Phase difference detection port path, 20...torque calculation circuit, 30...
- Gear, 31 - Electromagnetic pickup, 32... Rotation speed detector, A... Position signal read from the magnetic recording layer 11,
B...Position signal read from the magnetic recording layer 12, C...
Phase difference signal of same position signal, Δt...phase difference, N...

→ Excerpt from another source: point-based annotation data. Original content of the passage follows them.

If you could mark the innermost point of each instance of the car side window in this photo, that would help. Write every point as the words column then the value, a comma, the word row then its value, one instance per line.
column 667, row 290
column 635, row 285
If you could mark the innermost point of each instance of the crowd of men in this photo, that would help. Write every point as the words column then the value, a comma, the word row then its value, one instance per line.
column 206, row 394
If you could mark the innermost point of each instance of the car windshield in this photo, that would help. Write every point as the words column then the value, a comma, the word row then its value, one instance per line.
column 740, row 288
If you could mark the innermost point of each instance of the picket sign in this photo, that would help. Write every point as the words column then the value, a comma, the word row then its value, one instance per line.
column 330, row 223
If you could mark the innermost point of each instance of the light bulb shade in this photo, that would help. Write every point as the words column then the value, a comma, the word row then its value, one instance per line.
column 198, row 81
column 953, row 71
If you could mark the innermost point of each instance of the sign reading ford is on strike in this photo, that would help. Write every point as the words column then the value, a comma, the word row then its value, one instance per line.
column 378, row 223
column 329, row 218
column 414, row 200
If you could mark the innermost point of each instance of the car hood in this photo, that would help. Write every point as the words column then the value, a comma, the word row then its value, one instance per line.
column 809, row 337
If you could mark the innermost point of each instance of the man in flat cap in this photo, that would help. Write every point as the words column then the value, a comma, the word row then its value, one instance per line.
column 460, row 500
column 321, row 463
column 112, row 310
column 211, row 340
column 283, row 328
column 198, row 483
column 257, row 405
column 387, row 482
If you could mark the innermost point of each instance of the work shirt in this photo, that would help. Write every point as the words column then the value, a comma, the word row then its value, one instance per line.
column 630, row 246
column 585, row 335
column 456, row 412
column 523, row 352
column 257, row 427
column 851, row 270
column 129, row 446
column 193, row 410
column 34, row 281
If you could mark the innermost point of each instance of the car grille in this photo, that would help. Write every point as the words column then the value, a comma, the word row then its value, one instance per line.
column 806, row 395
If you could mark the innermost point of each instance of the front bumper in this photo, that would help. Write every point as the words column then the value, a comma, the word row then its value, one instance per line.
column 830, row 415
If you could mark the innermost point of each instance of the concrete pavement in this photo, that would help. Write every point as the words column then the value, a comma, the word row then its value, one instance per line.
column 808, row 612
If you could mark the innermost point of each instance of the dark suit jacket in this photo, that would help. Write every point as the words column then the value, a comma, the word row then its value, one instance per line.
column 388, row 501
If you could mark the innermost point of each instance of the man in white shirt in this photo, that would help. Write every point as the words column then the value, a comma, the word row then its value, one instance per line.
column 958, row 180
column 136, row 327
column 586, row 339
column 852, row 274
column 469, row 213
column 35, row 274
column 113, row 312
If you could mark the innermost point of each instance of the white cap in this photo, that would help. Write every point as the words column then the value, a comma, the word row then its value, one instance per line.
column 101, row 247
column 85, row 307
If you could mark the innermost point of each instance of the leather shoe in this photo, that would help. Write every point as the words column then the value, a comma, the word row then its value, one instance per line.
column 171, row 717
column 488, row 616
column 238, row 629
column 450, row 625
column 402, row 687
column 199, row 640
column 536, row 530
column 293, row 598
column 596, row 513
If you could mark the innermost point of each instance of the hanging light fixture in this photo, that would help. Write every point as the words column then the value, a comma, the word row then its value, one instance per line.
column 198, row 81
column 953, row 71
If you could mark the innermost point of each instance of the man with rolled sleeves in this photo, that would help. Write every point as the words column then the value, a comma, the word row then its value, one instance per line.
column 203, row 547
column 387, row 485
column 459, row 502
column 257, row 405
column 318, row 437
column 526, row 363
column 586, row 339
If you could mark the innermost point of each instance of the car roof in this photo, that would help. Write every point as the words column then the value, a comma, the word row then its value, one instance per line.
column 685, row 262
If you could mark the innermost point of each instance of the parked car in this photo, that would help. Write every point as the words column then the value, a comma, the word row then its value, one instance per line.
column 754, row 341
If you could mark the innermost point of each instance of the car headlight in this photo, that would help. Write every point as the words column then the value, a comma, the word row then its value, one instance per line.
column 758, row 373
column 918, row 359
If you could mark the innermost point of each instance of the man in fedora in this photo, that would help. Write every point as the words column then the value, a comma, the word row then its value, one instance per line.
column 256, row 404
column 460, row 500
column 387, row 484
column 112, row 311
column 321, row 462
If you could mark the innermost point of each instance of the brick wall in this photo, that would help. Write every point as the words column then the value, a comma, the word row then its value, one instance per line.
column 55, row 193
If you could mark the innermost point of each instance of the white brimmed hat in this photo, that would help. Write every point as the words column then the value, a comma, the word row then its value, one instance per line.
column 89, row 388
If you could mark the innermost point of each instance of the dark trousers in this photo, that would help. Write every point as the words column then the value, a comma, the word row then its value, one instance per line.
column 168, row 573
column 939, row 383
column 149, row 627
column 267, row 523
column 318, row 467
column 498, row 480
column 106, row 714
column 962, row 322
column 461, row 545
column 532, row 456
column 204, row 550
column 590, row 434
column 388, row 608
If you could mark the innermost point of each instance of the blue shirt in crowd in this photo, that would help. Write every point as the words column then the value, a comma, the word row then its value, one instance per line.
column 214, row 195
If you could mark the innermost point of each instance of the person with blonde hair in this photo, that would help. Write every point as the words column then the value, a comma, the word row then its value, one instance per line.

Number of rotations of the rotating shaft per unit time. Figure 1

Claims (1)

[Claims] a first magnetic recording medium formed in the circumferential direction of the rotating shaft;
A second magnetic recording medium is also formed at a predetermined interval in the axial direction with respect to the first magnetic recording medium in the circumferential direction of the rotating shaft, and a predetermined position signal is transmitted to the first magnetic recording medium. A first magnetic head for recording and reproducing a predetermined position signal on the second magnetic recording medium, a second magnetic head for recording and reproducing a predetermined position signal on the second magnetic recording medium, a recording means for applying a position signal having the same phase to the second magnetic head to perform recording; and a recording means for causing the second magnetic head to perform recording by applying a position signal having the same phase; a phase difference detection means for detecting a phase difference; a rotation speed detection means for detecting a rotation speed of the rotation shaft; a torsion angle of the rotation shaft is determined based on the phase difference and the rotation speed; A torque detection device comprising: torque calculation means for calculating the torque applied to the rotating shaft based on the rotational shaft.